Saturday, February 7, 2009

Bad Things Happen To Good People

Nobody has promised me a happy ending.

I can cross all my T's and dot all my I's. I can endlessly research every investment strategy. I can only buy a house if I follow the approved formula. I can work hard, be smart, play it safe (except of course when I should take risks), and tomorrow I might get struck by lightning and instead of dying be caught in some sort of lucid coma where I know my life span is directly limited by how far my family can be driven into poverty by medical bills.

I am at a point in my life where this is being made very clear to me. Again.

I'm beginning to accept that if things do not change soon, I will be in trouble. Not starving trouble, though. I have a place to sleep, and people who will feed me. But I'm in the kind of place where I need to remind myself that even if I lose my job and my car and my credit and my 10 gigs of music, not to mention a few friends, I can still live and probably write via the local library.

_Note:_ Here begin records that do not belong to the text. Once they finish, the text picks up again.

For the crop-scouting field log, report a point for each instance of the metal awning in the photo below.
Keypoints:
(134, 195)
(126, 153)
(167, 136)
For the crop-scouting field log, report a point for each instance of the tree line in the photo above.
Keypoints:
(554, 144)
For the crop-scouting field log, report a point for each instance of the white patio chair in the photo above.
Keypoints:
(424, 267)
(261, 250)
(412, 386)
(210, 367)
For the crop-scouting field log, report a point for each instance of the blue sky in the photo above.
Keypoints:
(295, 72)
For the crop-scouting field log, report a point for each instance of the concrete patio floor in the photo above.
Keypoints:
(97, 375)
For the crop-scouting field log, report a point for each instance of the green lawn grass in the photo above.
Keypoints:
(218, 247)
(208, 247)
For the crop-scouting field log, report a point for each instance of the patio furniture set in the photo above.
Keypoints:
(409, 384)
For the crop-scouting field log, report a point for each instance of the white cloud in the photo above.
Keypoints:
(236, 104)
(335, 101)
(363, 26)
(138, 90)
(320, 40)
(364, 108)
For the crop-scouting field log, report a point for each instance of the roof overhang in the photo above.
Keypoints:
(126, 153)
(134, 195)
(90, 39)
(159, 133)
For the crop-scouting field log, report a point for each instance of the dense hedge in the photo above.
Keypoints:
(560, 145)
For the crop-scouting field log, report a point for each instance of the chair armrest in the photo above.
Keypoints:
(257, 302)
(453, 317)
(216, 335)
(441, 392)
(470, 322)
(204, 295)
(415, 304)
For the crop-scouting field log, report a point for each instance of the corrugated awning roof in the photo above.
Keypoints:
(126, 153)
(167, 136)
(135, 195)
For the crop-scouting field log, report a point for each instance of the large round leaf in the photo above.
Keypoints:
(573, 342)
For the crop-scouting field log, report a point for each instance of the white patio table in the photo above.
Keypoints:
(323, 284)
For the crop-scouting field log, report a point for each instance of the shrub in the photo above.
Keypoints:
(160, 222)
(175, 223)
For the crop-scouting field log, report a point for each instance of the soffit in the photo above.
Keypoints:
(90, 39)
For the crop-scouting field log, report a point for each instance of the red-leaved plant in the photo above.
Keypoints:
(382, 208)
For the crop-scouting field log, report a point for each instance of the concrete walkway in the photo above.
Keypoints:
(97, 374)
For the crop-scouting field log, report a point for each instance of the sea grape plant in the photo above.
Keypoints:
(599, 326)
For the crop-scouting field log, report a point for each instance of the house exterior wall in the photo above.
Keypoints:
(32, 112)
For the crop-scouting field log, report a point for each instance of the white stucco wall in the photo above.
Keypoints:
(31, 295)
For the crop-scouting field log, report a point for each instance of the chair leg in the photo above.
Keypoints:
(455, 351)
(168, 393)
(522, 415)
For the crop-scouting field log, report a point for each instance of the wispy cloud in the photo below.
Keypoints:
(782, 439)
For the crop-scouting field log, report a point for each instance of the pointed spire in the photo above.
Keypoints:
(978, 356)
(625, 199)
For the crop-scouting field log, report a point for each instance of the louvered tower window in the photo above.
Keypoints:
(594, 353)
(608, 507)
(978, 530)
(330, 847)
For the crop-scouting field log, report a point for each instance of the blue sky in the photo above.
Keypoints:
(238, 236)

The internet is a wondeful place. Out there, somewhere- though not here, yet- out there are hundreds of people who could tell me exactly what I did wrong, exactly how I could have optimised for this future that is now the present. Except, if I had done so, there is no guarentee that I would have gotten this future. Bad things happen to good people, bad people, all people who have a biological desire to not die and then die.

"You make your own luck" is a sentiment akin to "If I do this dance it will rain," or, "If you tithe, God will bless your earnings." It's a great feeling- I have been rewarded because I have done well, not because I got lucky; and if I keep believing this, I don't have to confront the fact that another stroke of luck- or a plain old stroke- could take it all away. America likes to believe that it's a meritocracy- that the best and brightest are always rewarded, and thus, the average and dumb are rightfully punished. Which is sort of fucked up, if you think about it. It's the law of the jungle baby. Screw the old folks, the retarded ladies, and those pencil pushers who do what society told them to do so they can eat- it's a meritocracy! Prove you have a right to live!

Take your older-and-wiser and shove it, baby.

Ok, so perhaps I'm not as serene about the whole at-least-I-can-eat thing as I'd like to be.